Nyong’o was catapulted from obscurity to global fame late last year thanks to her performance as Patsey in Steve McQueen’s 12 Years a Slave. Throughout awards season her red carpet appearances won her, and her stylist, acclaim in the fashion industry, while much was written about her beauty. In January, for example, Enuma Okoro said that “for black women especially, she is a welcome sight in a public media eye that tends to obscure the beauty of dark-skinned women, an acknowledged issue in Hollywood circles”. Many also celebrated the fact that Nyong’o broke the Hollywood 'starlet' mould by having her big break at the age of 30.
Though this latest accolade may not rank beside Nyong’o’s Academy Award in terms of gravitas, it is an honour the actor has gladly accepted. In an interview with the magazine, she said: "It was exciting and just a major, major compliment ... I was happy for all the girls who would see me on [the cover] and feel a little more seen."
The People magazine award has only been given to women of colour three times since it was launched in 1990: Halle Berry in 2003, Jennifer Lopez in 2011 and Beyoncé in 2012. Previous winners include Gwyneth Paltrow, Leonardo DiCaprio and Michelle Pfeiffer. This year, Jennifer Lawrence, Mindy Kaling, Pink and Kerry Washington also appeared in the list, which is published in full on 25 April.
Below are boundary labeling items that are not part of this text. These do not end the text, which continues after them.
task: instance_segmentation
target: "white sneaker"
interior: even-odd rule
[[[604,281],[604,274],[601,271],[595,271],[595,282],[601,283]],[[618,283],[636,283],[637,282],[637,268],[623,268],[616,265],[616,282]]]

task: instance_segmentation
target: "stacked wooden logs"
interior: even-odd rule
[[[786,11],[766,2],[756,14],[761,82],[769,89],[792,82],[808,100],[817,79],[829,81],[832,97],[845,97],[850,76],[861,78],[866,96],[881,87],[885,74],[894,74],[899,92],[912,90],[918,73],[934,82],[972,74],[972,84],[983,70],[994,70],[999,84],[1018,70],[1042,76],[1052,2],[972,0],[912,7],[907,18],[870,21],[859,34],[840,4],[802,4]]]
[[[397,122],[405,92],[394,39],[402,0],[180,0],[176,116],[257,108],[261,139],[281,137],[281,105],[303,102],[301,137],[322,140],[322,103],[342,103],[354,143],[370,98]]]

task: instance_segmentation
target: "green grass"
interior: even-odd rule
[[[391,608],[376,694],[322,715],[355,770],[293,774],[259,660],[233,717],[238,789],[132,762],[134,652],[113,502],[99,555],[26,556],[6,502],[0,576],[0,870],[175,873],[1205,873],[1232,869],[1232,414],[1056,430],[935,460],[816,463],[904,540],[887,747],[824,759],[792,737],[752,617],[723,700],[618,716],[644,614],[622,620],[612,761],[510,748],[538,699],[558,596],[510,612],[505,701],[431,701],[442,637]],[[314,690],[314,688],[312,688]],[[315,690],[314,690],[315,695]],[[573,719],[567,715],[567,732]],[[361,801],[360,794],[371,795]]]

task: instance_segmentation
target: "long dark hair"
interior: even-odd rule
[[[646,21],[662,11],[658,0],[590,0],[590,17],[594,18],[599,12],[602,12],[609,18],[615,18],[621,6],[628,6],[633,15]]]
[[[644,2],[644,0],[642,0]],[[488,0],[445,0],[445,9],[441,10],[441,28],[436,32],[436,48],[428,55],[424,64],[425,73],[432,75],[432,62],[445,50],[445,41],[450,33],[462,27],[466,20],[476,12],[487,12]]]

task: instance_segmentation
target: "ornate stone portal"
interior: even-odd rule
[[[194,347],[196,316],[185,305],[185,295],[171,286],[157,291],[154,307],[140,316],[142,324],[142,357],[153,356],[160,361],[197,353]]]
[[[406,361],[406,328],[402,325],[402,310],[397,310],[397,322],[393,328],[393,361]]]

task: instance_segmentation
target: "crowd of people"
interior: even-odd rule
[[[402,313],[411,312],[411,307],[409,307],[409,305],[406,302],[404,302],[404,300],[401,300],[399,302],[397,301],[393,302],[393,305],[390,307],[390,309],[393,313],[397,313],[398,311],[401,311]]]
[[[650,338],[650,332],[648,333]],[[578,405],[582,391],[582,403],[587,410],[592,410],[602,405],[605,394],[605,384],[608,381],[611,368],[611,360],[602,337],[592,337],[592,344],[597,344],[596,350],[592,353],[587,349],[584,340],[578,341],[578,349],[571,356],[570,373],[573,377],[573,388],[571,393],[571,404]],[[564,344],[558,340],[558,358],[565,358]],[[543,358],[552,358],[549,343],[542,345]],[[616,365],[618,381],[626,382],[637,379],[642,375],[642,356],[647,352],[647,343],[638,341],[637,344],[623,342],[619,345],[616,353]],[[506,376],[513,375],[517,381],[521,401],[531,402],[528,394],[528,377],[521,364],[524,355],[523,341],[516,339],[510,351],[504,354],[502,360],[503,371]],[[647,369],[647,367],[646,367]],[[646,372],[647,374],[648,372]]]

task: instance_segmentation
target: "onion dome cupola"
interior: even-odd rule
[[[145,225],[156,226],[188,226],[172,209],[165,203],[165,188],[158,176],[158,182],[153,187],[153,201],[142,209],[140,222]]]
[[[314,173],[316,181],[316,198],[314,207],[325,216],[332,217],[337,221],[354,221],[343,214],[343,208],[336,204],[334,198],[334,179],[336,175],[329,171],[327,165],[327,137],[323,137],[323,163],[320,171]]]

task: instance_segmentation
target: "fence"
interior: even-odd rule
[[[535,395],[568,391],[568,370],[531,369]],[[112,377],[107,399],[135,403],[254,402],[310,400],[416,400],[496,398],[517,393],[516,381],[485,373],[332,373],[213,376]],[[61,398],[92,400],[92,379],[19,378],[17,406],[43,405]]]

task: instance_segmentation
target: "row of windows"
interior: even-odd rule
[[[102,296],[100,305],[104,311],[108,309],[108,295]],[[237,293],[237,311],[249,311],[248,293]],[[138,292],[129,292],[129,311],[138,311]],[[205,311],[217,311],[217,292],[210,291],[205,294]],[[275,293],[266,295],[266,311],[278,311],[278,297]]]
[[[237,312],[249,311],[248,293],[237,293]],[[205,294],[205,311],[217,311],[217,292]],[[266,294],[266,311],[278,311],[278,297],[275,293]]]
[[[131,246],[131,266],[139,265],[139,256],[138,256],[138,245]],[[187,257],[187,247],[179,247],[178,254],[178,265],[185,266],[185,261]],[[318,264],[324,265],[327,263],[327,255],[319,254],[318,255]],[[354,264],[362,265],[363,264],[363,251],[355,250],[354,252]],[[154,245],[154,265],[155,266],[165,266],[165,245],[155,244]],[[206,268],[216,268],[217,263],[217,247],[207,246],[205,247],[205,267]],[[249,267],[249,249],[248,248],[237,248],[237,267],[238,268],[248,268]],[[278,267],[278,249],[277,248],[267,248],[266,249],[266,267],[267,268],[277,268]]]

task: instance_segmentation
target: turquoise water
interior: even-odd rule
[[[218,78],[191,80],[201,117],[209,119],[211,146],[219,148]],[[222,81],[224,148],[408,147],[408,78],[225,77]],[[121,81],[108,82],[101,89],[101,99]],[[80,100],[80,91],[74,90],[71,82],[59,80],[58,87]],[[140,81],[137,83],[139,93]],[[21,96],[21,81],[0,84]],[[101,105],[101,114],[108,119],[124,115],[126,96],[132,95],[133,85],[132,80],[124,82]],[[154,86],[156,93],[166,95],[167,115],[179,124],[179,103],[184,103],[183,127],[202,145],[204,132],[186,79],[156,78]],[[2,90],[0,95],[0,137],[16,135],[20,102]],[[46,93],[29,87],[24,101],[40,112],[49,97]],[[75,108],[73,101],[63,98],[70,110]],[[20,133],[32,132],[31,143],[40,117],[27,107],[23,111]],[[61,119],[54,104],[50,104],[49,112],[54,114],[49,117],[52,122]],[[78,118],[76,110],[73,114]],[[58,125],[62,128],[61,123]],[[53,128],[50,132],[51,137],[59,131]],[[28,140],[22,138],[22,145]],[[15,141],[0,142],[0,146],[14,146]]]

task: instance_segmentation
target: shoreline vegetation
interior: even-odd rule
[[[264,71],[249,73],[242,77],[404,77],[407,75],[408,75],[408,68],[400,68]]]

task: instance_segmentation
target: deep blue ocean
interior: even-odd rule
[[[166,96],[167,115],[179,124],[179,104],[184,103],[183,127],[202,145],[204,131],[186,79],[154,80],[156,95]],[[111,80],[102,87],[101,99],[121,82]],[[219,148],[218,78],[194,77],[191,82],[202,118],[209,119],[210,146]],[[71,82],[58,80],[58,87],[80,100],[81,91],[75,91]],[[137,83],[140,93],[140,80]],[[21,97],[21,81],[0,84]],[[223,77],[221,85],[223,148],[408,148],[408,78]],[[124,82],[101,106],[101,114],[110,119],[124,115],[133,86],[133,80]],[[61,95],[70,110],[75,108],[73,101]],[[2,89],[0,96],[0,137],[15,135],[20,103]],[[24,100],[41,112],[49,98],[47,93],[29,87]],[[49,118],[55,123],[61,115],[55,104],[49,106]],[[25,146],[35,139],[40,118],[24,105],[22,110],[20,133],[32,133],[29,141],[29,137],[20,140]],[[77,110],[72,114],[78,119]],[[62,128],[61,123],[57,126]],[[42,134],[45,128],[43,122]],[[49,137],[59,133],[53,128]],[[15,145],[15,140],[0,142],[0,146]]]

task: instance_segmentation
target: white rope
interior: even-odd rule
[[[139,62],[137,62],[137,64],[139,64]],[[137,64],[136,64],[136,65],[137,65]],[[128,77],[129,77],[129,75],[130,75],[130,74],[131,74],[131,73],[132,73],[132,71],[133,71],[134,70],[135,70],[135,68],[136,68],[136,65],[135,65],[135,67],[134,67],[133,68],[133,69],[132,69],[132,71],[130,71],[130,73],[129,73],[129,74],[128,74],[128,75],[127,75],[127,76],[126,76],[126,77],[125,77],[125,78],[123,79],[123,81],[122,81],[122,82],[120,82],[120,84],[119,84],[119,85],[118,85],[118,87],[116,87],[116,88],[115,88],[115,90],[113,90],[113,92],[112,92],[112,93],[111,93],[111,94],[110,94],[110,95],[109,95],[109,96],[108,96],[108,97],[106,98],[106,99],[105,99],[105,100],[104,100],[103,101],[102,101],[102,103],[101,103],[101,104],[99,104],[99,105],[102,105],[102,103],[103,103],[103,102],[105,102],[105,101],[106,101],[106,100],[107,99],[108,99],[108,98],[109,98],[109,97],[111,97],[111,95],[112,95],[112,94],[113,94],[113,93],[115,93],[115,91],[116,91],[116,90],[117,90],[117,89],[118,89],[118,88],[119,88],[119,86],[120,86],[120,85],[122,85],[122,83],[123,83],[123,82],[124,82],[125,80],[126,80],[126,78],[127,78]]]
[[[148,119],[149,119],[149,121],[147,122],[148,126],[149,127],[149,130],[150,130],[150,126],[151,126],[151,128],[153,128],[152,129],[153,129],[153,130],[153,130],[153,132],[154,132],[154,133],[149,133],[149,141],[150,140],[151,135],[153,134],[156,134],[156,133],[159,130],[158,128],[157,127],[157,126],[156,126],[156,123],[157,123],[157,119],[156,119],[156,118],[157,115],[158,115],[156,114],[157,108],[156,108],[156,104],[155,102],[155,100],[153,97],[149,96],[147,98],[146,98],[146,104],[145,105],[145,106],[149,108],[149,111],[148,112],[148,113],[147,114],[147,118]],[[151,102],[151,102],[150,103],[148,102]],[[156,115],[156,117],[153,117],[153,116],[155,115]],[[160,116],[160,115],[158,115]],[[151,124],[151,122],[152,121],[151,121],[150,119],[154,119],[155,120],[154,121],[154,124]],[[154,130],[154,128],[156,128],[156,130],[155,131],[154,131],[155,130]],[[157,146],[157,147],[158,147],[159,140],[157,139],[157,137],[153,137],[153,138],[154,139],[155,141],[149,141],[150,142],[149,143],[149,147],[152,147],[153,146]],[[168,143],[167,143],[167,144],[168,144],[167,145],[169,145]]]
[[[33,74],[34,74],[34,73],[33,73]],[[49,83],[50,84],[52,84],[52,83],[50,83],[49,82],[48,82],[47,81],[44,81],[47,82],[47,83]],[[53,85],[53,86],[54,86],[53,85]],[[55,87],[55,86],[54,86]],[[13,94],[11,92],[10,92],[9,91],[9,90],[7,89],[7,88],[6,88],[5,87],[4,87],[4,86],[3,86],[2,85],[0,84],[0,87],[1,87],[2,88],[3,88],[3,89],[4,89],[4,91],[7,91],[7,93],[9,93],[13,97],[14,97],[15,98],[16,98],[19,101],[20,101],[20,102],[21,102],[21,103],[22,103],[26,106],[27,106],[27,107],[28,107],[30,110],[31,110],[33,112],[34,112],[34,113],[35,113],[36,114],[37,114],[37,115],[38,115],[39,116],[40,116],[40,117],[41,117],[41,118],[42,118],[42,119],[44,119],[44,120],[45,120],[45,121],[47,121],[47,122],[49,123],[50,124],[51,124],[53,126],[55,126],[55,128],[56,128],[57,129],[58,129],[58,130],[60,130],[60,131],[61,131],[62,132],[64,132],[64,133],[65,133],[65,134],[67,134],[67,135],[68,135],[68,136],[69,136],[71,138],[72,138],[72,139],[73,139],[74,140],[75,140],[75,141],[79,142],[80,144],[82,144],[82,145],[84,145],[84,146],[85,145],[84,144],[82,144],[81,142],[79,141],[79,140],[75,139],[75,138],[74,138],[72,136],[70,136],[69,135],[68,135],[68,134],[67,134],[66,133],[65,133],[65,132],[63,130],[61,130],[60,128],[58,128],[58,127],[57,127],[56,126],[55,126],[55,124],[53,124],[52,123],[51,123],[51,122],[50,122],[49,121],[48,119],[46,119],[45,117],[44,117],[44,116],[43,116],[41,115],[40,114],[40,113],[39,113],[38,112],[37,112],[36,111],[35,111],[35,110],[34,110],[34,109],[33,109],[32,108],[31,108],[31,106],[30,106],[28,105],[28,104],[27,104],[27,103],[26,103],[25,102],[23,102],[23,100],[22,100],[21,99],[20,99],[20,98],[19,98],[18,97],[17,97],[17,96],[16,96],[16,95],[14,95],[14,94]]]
In February, Nyong’o gave a speech at Essence magazine’s Black Women in Hollywood event, saying: “I remember a time when I too felt unbeautiful. I put on the TV and only saw pale skin. I got teased and taunted about my night-shaded skin. And my one prayer to God, the miracle worker, was that I would wake up lighter-skinned.” She spoke of her “self-hate” in adolescence and her feelings of inspiration when the model Alex Wek rose to prominence. “I couldn’t believe that people were embracing a woman who looked so much like me as beautiful ... a flower couldn’t help but bloom inside of me.”